Sentados en el bar El Paraíso, los dos extranjeros recordaron la época en que llegaron al puerto de Buenavista, cuando ya había pasado la guerra civil en España, y no se habían ido los franceses del Líbano. Con los primeros tragos, vino a sus memorias las pocas mercancías que trajeron a vender, y las dificultades que pasaron con la aduana nacional para que no se las confiscaran. El libanés traía de novedad el paño ingles marca León y Campana, y el asturiano pretendía vestir a los porteños con pana gruesa especial que había alcanzado a negociar en el último otoño. No sabían lo difícil que iba a ser vender dichas telas en la humedad y sopor del Pacifico. Atrás habían dejado a sus familias; no podían regresar por ahora, menos en esa época en que se vislumbraban vientos de una segunda guerra mundial. Su entereza y conocimiento de la plaza, hizo que los dos comerciantes prosperaran: ya habían aprendido que en el trópico se vestía de lino blanco.

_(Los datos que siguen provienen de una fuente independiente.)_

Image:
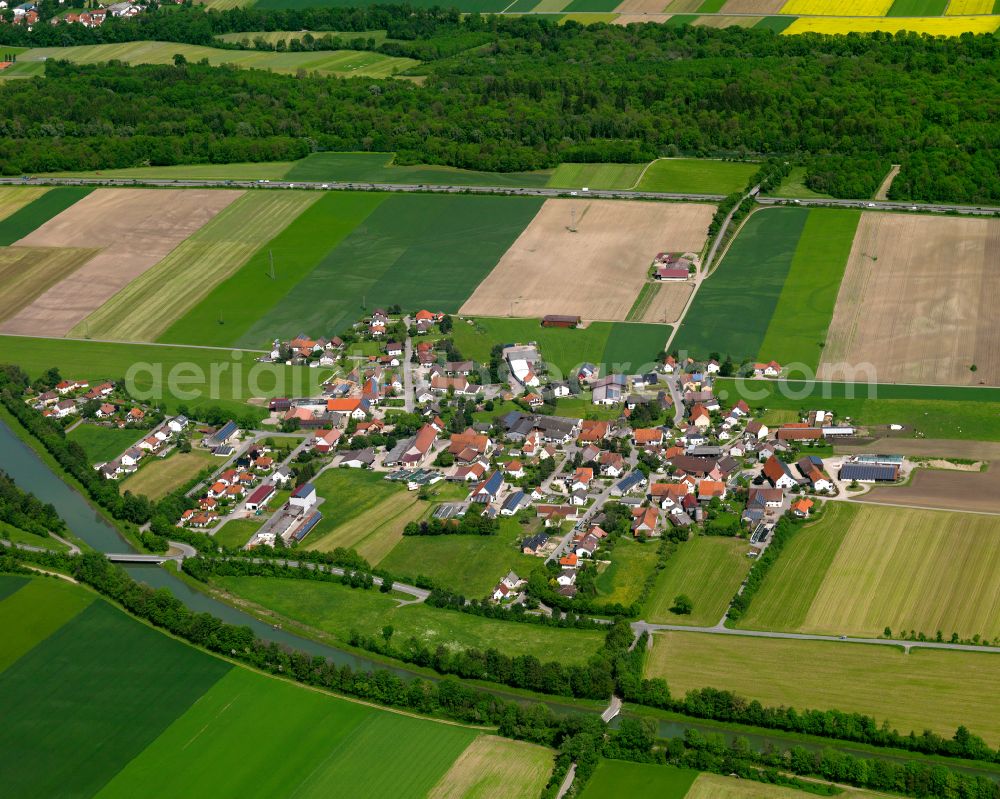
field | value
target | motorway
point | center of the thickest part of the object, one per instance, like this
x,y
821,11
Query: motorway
x,y
607,194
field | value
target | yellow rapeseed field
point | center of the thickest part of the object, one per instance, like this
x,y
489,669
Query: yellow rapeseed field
x,y
838,8
936,26
969,7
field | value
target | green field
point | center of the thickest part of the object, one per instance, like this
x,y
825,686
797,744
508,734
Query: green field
x,y
860,571
925,689
177,374
39,211
379,168
496,768
933,411
377,530
561,347
794,580
160,476
917,8
633,347
238,303
709,570
794,186
32,610
148,305
617,779
359,510
628,344
75,690
697,176
104,443
623,580
596,176
101,704
733,308
797,331
342,63
338,610
467,564
418,250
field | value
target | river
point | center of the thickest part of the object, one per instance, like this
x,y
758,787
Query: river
x,y
32,474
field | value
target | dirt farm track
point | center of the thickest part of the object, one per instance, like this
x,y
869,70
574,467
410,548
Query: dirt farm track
x,y
918,301
594,271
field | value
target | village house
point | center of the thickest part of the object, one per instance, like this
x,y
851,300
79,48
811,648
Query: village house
x,y
516,501
778,473
644,521
357,458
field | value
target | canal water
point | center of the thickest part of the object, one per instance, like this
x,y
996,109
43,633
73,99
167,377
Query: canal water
x,y
32,474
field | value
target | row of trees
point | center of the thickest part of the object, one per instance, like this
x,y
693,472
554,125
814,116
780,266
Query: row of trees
x,y
846,106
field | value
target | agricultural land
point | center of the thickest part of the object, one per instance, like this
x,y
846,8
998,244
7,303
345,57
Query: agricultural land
x,y
609,245
920,690
893,301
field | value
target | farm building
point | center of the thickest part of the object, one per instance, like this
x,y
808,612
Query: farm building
x,y
869,472
671,273
559,320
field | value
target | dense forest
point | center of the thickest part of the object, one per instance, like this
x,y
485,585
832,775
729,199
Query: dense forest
x,y
533,95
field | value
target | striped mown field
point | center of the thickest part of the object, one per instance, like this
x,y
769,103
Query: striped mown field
x,y
925,689
148,305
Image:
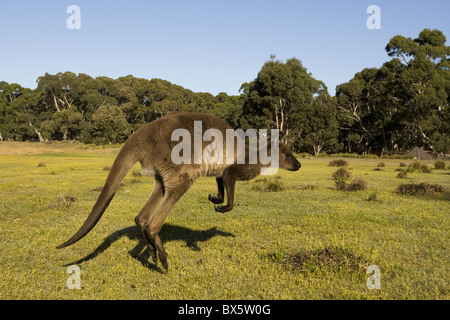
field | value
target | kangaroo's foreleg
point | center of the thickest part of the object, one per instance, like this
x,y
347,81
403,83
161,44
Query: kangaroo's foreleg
x,y
220,193
229,182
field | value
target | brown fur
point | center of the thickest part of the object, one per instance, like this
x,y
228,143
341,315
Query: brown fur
x,y
152,146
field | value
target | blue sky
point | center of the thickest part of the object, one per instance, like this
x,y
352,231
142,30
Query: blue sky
x,y
206,46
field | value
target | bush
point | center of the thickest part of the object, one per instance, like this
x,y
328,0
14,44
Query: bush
x,y
338,163
309,186
329,258
269,185
341,174
439,164
402,175
420,189
373,196
355,185
418,166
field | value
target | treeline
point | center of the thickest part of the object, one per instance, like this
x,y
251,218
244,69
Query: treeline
x,y
394,108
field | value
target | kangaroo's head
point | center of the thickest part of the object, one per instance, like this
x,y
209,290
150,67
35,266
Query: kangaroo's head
x,y
287,160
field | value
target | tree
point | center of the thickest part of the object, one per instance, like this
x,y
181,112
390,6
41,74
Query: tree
x,y
279,91
321,128
110,125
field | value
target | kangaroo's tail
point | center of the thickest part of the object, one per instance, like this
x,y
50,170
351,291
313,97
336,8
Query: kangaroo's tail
x,y
123,163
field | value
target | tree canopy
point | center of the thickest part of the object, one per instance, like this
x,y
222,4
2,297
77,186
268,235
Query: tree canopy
x,y
400,105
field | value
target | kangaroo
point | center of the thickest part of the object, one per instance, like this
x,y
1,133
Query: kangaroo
x,y
152,146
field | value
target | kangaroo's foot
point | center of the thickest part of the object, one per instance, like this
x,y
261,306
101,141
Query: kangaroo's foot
x,y
223,208
215,199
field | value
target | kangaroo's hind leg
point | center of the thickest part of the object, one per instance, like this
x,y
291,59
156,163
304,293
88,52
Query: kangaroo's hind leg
x,y
220,194
156,220
144,216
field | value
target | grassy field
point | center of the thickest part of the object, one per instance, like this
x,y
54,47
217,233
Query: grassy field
x,y
308,241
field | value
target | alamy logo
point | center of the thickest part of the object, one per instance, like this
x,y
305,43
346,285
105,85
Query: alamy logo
x,y
213,153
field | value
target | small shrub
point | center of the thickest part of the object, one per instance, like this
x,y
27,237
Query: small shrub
x,y
341,174
310,186
357,184
338,163
373,196
418,166
269,185
402,174
137,174
333,259
439,164
420,189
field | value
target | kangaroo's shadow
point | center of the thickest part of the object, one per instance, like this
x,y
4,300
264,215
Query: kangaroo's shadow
x,y
168,233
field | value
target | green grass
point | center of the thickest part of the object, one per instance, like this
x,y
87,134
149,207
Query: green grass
x,y
243,254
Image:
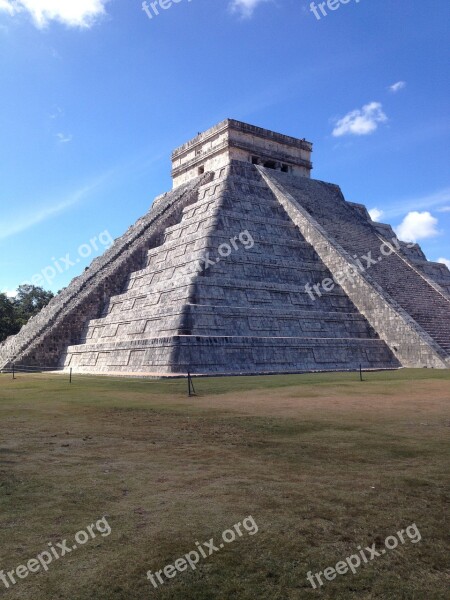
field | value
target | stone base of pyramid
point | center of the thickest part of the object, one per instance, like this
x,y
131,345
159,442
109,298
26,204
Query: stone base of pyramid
x,y
205,355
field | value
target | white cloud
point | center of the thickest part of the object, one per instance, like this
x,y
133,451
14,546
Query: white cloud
x,y
6,6
64,139
245,8
361,122
417,226
396,87
10,293
73,13
376,214
444,261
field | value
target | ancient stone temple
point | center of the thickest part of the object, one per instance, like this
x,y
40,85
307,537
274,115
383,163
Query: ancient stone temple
x,y
247,266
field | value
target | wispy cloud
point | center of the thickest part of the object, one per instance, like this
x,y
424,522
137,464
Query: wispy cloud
x,y
376,214
362,121
245,8
417,226
25,221
396,87
64,139
436,200
73,13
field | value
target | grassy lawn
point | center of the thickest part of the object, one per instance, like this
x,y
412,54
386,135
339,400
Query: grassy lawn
x,y
323,463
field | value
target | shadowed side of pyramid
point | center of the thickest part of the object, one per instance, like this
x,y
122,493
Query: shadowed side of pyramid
x,y
225,293
247,266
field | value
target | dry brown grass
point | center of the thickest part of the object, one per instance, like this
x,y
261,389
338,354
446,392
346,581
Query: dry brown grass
x,y
323,463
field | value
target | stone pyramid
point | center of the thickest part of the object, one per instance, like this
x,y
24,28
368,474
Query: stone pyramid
x,y
247,266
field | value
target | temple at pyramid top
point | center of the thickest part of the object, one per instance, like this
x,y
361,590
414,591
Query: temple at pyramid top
x,y
250,266
234,140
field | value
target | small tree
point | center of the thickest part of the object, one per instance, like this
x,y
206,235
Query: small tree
x,y
8,322
29,301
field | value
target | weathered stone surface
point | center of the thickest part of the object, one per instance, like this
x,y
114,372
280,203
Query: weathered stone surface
x,y
214,278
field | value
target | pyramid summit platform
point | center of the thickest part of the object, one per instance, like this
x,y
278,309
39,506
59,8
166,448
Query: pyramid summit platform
x,y
247,266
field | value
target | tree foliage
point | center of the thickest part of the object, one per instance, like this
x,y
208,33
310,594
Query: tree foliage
x,y
16,312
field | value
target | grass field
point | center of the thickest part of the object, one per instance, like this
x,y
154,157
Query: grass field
x,y
323,463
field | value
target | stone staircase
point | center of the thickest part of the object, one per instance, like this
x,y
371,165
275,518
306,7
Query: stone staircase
x,y
398,276
247,312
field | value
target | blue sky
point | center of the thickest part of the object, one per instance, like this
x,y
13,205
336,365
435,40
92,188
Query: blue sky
x,y
95,95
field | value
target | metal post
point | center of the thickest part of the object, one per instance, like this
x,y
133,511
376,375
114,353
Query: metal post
x,y
191,385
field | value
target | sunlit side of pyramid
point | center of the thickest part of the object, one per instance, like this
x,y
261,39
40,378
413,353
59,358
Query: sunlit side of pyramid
x,y
217,278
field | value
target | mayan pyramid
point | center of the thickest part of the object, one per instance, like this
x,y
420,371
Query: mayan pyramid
x,y
247,266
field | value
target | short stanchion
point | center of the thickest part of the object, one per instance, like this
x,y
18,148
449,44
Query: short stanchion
x,y
191,389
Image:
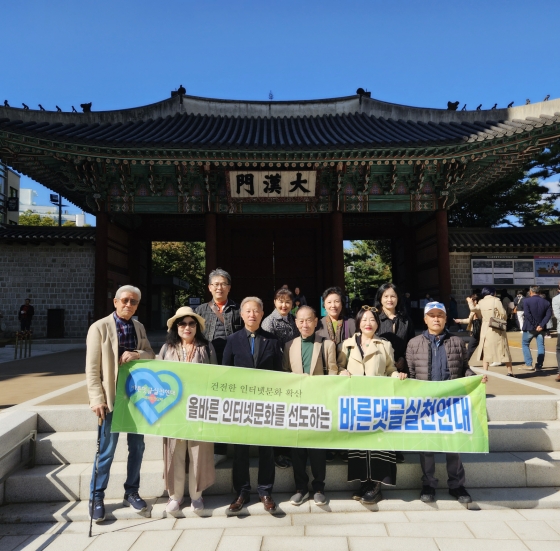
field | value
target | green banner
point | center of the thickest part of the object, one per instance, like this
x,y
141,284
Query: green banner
x,y
249,406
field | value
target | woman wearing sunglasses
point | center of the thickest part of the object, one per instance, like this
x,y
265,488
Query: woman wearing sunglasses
x,y
186,343
367,355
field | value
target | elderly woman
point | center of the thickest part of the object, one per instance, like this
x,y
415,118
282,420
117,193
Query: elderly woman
x,y
493,346
367,355
282,324
186,343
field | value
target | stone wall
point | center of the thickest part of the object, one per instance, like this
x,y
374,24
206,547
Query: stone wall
x,y
52,276
461,283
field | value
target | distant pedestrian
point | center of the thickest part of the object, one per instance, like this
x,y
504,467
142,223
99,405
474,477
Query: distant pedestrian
x,y
25,315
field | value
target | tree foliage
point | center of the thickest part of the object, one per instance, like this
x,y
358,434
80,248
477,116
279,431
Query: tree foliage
x,y
30,218
372,267
185,260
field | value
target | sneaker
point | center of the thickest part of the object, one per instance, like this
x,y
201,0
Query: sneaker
x,y
282,462
371,497
136,501
173,505
319,498
461,494
428,494
219,458
197,504
98,513
299,497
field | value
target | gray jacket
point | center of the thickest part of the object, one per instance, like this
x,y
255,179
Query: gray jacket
x,y
232,317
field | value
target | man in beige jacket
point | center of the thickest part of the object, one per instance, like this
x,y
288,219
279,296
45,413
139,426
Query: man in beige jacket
x,y
111,342
309,354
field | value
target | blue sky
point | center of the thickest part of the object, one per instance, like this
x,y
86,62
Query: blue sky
x,y
120,54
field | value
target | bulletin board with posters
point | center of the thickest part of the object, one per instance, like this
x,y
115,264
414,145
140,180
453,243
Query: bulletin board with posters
x,y
502,270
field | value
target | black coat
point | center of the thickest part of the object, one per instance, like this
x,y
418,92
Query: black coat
x,y
238,351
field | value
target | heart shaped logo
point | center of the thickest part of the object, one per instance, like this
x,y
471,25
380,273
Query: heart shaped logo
x,y
154,393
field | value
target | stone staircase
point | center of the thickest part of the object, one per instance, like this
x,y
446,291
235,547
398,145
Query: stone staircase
x,y
522,469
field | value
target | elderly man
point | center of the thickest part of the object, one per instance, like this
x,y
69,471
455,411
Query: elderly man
x,y
221,317
257,349
436,355
309,354
111,342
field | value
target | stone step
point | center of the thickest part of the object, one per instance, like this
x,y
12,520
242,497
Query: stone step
x,y
58,448
339,504
71,482
79,446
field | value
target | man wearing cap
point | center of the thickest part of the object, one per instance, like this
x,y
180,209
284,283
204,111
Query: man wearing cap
x,y
111,342
254,348
436,355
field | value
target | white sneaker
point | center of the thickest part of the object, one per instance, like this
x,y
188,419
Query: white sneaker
x,y
173,505
197,504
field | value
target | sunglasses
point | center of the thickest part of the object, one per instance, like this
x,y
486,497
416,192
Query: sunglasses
x,y
186,324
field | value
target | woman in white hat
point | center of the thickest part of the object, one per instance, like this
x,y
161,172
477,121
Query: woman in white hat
x,y
186,343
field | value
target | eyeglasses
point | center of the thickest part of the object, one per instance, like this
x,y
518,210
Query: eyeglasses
x,y
186,324
131,301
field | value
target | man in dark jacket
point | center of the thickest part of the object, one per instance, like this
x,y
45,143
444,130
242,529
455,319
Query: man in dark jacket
x,y
536,314
436,355
221,317
257,349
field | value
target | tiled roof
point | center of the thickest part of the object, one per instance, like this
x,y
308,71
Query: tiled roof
x,y
495,239
39,234
302,132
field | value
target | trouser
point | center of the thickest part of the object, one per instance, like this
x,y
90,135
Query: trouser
x,y
558,347
455,470
318,461
473,343
107,447
265,477
528,336
179,464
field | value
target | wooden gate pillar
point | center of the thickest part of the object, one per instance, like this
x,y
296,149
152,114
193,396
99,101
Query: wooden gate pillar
x,y
337,249
444,265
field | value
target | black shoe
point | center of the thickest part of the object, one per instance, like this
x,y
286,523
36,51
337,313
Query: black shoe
x,y
136,501
428,494
98,513
282,462
461,494
371,497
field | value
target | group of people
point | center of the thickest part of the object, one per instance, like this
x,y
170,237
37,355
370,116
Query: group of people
x,y
379,342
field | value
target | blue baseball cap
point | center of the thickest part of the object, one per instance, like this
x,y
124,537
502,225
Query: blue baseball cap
x,y
434,306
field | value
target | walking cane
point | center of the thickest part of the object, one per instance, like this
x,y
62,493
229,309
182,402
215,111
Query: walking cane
x,y
99,425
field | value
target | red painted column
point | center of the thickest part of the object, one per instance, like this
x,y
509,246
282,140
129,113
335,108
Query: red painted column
x,y
211,244
444,265
337,249
101,246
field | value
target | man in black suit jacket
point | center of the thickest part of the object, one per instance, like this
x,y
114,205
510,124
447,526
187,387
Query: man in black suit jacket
x,y
255,348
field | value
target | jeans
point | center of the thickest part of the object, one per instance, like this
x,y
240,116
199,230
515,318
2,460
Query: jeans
x,y
528,336
107,447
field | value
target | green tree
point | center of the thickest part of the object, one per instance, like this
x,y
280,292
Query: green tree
x,y
372,267
30,218
185,260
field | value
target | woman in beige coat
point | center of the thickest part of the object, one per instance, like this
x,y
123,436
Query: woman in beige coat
x,y
186,343
493,346
367,355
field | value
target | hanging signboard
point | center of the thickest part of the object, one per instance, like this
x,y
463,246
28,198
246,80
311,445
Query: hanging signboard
x,y
273,185
547,270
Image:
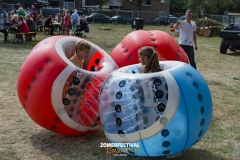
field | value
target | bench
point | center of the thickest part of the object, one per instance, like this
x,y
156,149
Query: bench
x,y
28,35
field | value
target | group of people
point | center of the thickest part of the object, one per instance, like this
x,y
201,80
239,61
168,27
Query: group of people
x,y
147,55
28,21
22,21
66,22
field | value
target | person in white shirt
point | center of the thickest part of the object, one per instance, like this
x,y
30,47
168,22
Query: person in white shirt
x,y
187,36
2,28
75,20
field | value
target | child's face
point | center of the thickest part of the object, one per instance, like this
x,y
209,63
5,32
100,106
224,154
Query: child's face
x,y
142,59
82,54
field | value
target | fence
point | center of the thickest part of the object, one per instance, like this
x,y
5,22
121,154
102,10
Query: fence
x,y
150,17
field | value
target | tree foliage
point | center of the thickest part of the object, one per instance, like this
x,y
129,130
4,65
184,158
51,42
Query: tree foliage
x,y
208,6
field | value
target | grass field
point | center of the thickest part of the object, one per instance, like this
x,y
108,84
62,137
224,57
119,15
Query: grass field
x,y
21,138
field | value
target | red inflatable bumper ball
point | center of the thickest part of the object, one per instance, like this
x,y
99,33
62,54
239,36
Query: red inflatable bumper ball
x,y
58,95
163,43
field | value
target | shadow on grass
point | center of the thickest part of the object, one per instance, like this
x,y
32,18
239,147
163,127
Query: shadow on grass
x,y
237,54
56,146
19,45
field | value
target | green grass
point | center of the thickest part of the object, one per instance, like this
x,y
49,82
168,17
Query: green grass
x,y
21,138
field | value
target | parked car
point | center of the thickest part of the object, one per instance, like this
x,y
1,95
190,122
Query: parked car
x,y
98,18
231,34
173,20
182,18
121,19
158,21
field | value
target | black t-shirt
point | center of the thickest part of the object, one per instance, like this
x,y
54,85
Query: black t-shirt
x,y
48,22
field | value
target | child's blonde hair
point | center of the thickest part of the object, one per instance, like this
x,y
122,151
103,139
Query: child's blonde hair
x,y
153,63
83,45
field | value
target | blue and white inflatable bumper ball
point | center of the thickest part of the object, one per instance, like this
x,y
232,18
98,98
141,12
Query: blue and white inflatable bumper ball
x,y
164,112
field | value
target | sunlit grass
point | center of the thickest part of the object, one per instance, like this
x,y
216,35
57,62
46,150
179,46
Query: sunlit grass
x,y
21,138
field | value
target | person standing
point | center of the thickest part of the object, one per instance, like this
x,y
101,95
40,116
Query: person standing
x,y
35,16
66,22
49,24
75,19
2,28
187,36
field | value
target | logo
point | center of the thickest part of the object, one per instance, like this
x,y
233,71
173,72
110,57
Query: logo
x,y
120,149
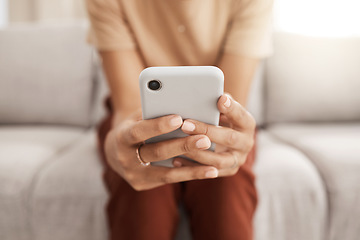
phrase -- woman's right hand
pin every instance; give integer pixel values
(127, 135)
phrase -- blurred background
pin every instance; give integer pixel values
(335, 18)
(305, 99)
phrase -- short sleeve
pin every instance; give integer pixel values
(108, 27)
(249, 32)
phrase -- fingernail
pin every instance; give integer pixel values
(203, 143)
(227, 102)
(176, 121)
(213, 173)
(188, 126)
(177, 163)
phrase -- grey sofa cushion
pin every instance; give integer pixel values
(45, 75)
(69, 193)
(335, 150)
(292, 198)
(23, 152)
(69, 197)
(313, 79)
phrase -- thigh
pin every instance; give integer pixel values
(223, 208)
(150, 214)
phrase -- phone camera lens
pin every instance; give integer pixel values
(154, 85)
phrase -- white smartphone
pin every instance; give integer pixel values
(189, 91)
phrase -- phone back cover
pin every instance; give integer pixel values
(189, 91)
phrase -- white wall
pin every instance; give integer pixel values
(3, 13)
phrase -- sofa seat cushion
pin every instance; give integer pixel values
(292, 199)
(335, 150)
(69, 194)
(24, 151)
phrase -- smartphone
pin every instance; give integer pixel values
(189, 91)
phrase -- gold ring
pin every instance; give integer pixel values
(142, 162)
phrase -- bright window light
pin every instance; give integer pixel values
(3, 13)
(325, 18)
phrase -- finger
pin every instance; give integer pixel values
(154, 152)
(224, 121)
(183, 162)
(142, 130)
(173, 175)
(221, 135)
(237, 114)
(223, 160)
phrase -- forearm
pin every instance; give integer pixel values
(122, 69)
(239, 72)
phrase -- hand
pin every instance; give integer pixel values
(233, 142)
(123, 140)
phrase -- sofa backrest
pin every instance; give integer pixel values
(313, 79)
(50, 75)
(46, 75)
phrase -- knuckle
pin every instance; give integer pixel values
(219, 164)
(160, 127)
(233, 171)
(158, 152)
(137, 187)
(197, 175)
(232, 139)
(186, 146)
(248, 145)
(251, 122)
(166, 178)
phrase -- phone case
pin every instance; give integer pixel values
(189, 91)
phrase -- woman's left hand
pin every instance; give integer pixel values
(234, 138)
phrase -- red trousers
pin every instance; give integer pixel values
(221, 208)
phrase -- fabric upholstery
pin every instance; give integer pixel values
(24, 151)
(68, 199)
(292, 198)
(46, 75)
(335, 150)
(313, 79)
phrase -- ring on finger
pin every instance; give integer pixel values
(236, 160)
(142, 162)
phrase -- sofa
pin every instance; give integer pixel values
(305, 99)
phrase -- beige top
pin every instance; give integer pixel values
(182, 32)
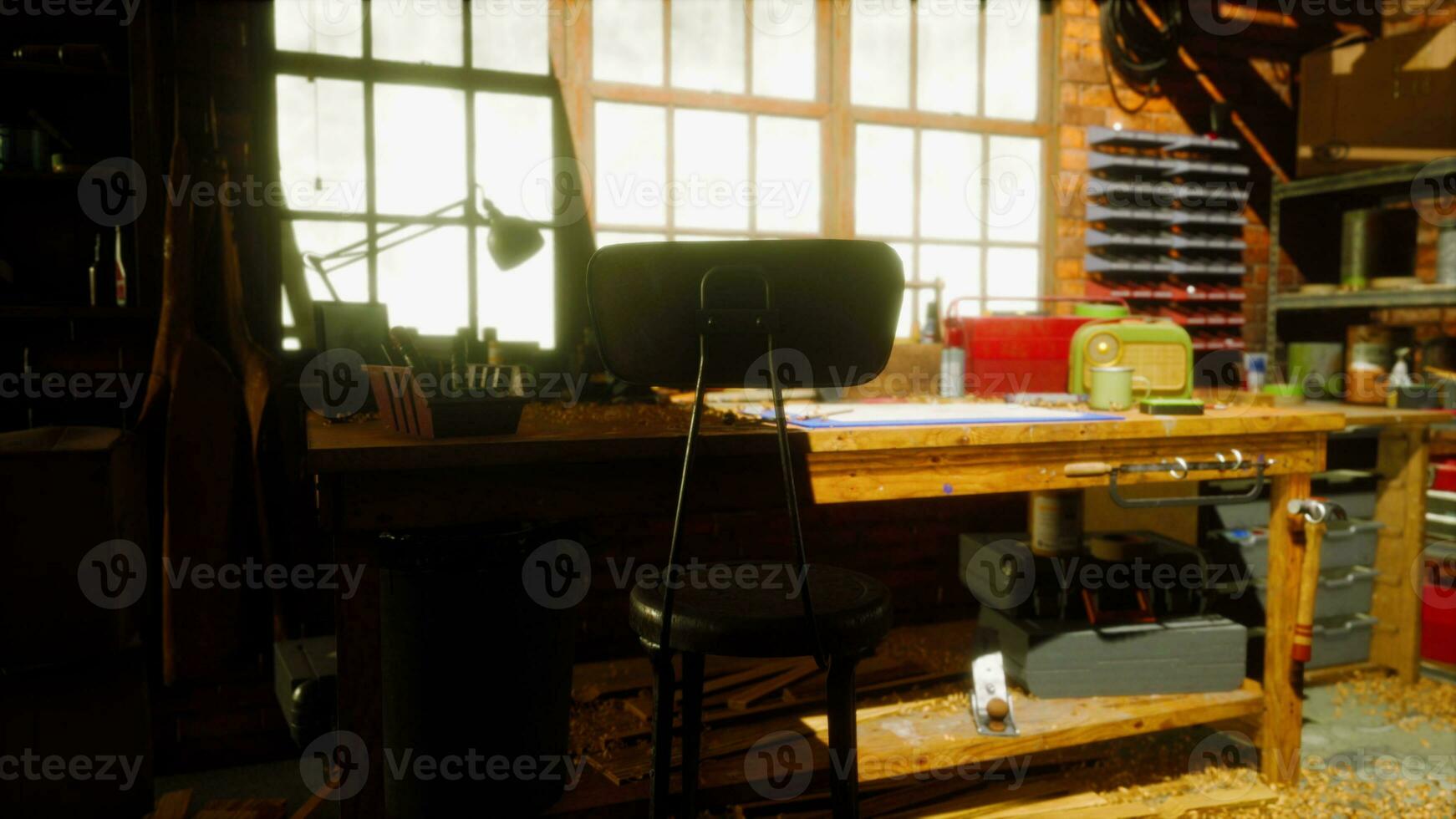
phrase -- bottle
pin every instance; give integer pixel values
(95, 269)
(121, 274)
(931, 331)
(492, 347)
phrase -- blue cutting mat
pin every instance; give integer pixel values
(848, 415)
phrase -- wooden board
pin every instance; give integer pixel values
(598, 434)
(1401, 506)
(902, 740)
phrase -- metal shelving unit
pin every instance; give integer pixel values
(1165, 230)
(1369, 185)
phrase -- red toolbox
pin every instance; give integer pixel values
(1016, 354)
(1443, 476)
(1438, 620)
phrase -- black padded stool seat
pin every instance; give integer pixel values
(765, 618)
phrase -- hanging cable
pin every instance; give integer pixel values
(1139, 39)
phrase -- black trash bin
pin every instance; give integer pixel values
(476, 675)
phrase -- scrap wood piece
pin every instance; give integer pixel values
(1218, 799)
(637, 761)
(718, 716)
(714, 693)
(172, 805)
(745, 697)
(308, 807)
(914, 795)
(1056, 806)
(243, 809)
(990, 799)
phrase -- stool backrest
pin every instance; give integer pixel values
(833, 303)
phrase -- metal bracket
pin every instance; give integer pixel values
(737, 322)
(990, 697)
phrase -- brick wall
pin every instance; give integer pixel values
(1254, 78)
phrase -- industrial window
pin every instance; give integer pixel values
(392, 115)
(920, 124)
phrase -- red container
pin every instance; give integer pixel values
(1438, 622)
(1016, 354)
(1443, 476)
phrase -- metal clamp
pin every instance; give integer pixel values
(990, 697)
(1316, 510)
(1179, 471)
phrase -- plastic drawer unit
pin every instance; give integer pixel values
(1347, 543)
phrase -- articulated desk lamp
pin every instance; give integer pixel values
(512, 241)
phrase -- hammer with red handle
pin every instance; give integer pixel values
(1312, 514)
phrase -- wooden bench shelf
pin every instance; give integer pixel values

Ambos eran solteros, no se conocían, y solo tenían referencia de la mutua competencia comercial. Con el tiempo, a través del Club de Naipes de Buenavista se volvieron amigos y compinches de parrandas. La tacañería era también una endemia que padecían; les decían que los dos conformaban la Legión Extranjera de los bolsillos más lentos del puerto. Tenían inundada la ciudad con la cantidad de vales cruzados que hacían semanalmente.

Hacia la medianoche, en el bar El Paraíso, a la hora de pagar la cuenta, ninguno tenía plata. El dueño del establecimiento para no hacerlos avergonzar delante de los otros clientes, les dijo que avalaran la deuda con su firma. Ninguno de los dos quería estamparla. Al final, el asturiano dijo que lo rubricaba, pero si lo escribía en la puerta de entrada. A los días fueron a cobrar la deuda, y el asturiano negó haberlo hecho. Le recordaron donde lo había firmado, y también lo desmintió. El mensajero regresó  y le contó al propietario la respuesta del deudor. A la mañana siguiente, un desfile con la Banda Pelleja paralizó el puerto: lo encabezaba la puerta desprendida del bar, el juez del circuito y el notario único, todos con destino al almacén del asturiano, quien al ver semejante prueba, torció la boca en un rictus de total amargura.

Muchos pero muchos años después, yo estoy en una taberna acompañado del hijo del asturiano, quien acaba de contar esta historia. Quiero salir del sitio porque pienso que el vástago va a firmar un vale. Me tranquilizo, pido otra tanda de cerveza: acabo de ver que la puerta es de acero, y no podrá estampar su firma.